Diversification involves entering new markets with new products, which can reduce risk but also comes with higher uncertainty.
Explain the term "return on investment (ROI)."
ROI is a performance measure used to evaluate the efficiency of an investment, calculated as (Net Profit / Cost of Investment) x 100.)
Explain the significance of the balance sheet in assessing a company's financial health.
The balance sheet provides a snapshot of a company's assets, liabilities, and equity at a specific point in time, helping stakeholders assess its financial stability.
Discuss one limitation of using payback period as a method of investment appraisal..
The payback period method does not consider the time value of money or cash flows that occur after the payback period, potentially leading to suboptimal investment decisions
Explain the significance of the acid-test ratio compared to the current ratio.

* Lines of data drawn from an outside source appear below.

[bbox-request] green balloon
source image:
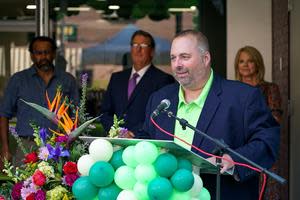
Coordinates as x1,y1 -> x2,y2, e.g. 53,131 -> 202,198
171,169 -> 194,192
135,141 -> 158,164
134,164 -> 157,183
115,165 -> 136,190
154,153 -> 178,178
169,190 -> 192,200
88,161 -> 115,187
133,182 -> 150,200
199,187 -> 211,200
72,176 -> 98,200
109,149 -> 125,170
98,183 -> 122,200
147,177 -> 173,200
122,146 -> 138,168
177,158 -> 193,171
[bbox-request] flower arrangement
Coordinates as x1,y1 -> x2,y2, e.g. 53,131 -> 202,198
2,74 -> 97,200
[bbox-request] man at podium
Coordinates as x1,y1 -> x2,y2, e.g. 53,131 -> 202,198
136,30 -> 280,200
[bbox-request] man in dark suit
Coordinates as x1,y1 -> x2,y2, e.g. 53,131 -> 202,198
101,30 -> 174,136
136,30 -> 280,200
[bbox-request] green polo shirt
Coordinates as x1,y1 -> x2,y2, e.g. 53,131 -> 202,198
174,70 -> 213,150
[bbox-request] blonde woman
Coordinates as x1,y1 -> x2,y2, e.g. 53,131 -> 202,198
234,46 -> 282,200
234,46 -> 282,123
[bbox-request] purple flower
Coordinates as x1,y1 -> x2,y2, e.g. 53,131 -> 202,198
39,128 -> 48,144
9,126 -> 17,135
38,147 -> 49,161
55,135 -> 68,142
46,143 -> 70,161
62,174 -> 79,187
21,177 -> 37,199
119,127 -> 128,138
81,73 -> 89,85
11,182 -> 23,200
34,190 -> 46,200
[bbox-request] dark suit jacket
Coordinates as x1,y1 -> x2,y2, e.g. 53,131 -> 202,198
100,65 -> 174,132
137,75 -> 280,200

The acid-test ratio (or quick ratio) provides a more stringent measure of liquidity by excluding inventory from current assets, thus showing a company’s ability to meet short-term obligations without relying on inventory sales
Analyze how a business could use a Decision Tree to assess the viability of launching a new product.
A Decision Tree can help evaluate potential sales, costs, and probabilities of success or failure, guiding decision-makers in their investment choices.
What is "working capital," and why is it important?
Working capital is the difference between current assets and current liabilities, and it is crucial for day-to-day operations and financial health.)
Discuss how depreciation is recorded in final accounts and its impact on financial statements.
Depreciation is recorded as an expense in the profit and loss account, reducing taxable income, and it is also reflected in the balance sheet as a reduction in the carrying value of fixed assets.
Chislehurst Garden Centre (CGC) is investigating the feasibility of replacing its fleet of delivery vehicles. The new vehicles would cost $560,000. The investment would increase CGC’s annual sales revenue by $150,000 but raise costs by $50,000 a year. The estimated useful life of the new vehicles is 8 years with no scrap (second-hand) value. Calculate the ARR.
Annual net cash flow (or total returns from the project) = $150,000 – $50,000 = $100,000
Total projected profit = ($100,000 × 8 years) – $560,000 = $240,000
Average annual profit = $240,000 / 8 years = $30,000
ARR = $30,000 ÷ $560,000 = 5.36%
Discuss how profitability ratios can indicate a company's operational efficiency.
Profitability ratios, like net profit margin and return on equity (ROE), reflect how effectively a company generates profit relative to its revenues or equity, providing insights into operational efficiency and management effectiveness.